La calidad del aire local depende básicamente de los óxidos de nitrógeno y las partículas en suspensión. Desde un punto de vista técnico, la relación directa entre calidad del aire y velocidad no está clara.Para apoyar las alegaciones, el RACC pidió al laboratorio técnico del Automóvil Club alemán ADAC un informe sobre los efectos ambientales de una hipotética reducción de velocidad. Los resultados mostraron que, con un parque automovilístico 50% de motor diésel y 50% de gasolina, al bajar de 120 a 80 se podría lograr un descenso de un 24% en las emisiones de CO pero al mismo tiempo podrían aumentar un 26% las de óxidos de nitrógeno. Además, los hábitos de conducción llevan a la gente a circular con marchas inferiores cuando reducen la velocidad, lo que empeora el impacto medioambiental.
La efectividad de una limitación indiscriminada a 80 km/ h genera dudas sobre su observancia. Es de difícil comprensión, por ejemplo, que a las 11 de la noche en una vía rápida despejada de cuatro carriles pasemos a circular repentinamente de 120 a 80 km/ h. La conselleria reconoce que se incumplen los actuales límites de velocidad. Desde un punto de vista de eficiencia pedagógica, parece más razonable lograr primero que se cumplan los límites actuales antes de rebajarlos, porque en caso contrario la nueva normativa parte con una escasa expectativa de cumplimiento.
Respecto a la coherencia interna del Plan si en la segunda corona se prevé un límite de velocidad variable basado en lo que el Govern califica de "velocidad inteligente", criterio acertado a nuestro entender, ¿por qué este sistema de velocidad inteligente no resultaría igualmente acertado para la primera corona? Se aplican dos criterios distintos para solucionar un mismo problema.

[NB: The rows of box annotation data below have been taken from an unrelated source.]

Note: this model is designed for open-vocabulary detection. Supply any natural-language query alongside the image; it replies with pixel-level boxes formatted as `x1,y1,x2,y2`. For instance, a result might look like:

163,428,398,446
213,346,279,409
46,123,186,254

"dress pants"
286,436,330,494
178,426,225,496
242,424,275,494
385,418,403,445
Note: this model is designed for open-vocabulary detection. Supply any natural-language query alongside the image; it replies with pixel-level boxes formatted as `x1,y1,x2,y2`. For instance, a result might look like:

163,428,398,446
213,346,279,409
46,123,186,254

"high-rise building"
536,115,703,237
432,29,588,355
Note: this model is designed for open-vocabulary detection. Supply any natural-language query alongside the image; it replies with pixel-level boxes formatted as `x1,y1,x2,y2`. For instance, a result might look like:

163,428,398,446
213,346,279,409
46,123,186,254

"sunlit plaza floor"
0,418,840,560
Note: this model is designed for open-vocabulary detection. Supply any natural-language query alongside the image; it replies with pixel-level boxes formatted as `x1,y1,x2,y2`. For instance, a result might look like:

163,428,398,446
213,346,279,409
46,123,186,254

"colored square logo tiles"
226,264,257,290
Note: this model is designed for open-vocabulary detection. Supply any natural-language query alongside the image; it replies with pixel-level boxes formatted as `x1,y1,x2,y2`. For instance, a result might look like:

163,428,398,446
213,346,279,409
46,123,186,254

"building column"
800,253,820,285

Sin querer entrar en los beneficios ecológicos de incentivar fiscalmente la renovación del parque automovilístico, en materia de medio ambiente los grandes esfuerzos de la Administración deben ir orientados a la fluidez del tráfico, que es la que evita la congestión y la contaminación, y no al límite de velocidad. Con un sistema inteligente de señalización variable podríamos en una misma vía optimizar la velocidad, incluso a veces a niveles inferiores a los propuestos, para obtener en todo momento las menores emisiones posibles de óxidos de nitrógeno.
El RACC comparte el espíritu que inspira el Plan, pero sería una pena que éste, que contiene medidas interesantes, perdiera eficacia por una medida poco comprensible para los ciudadanos.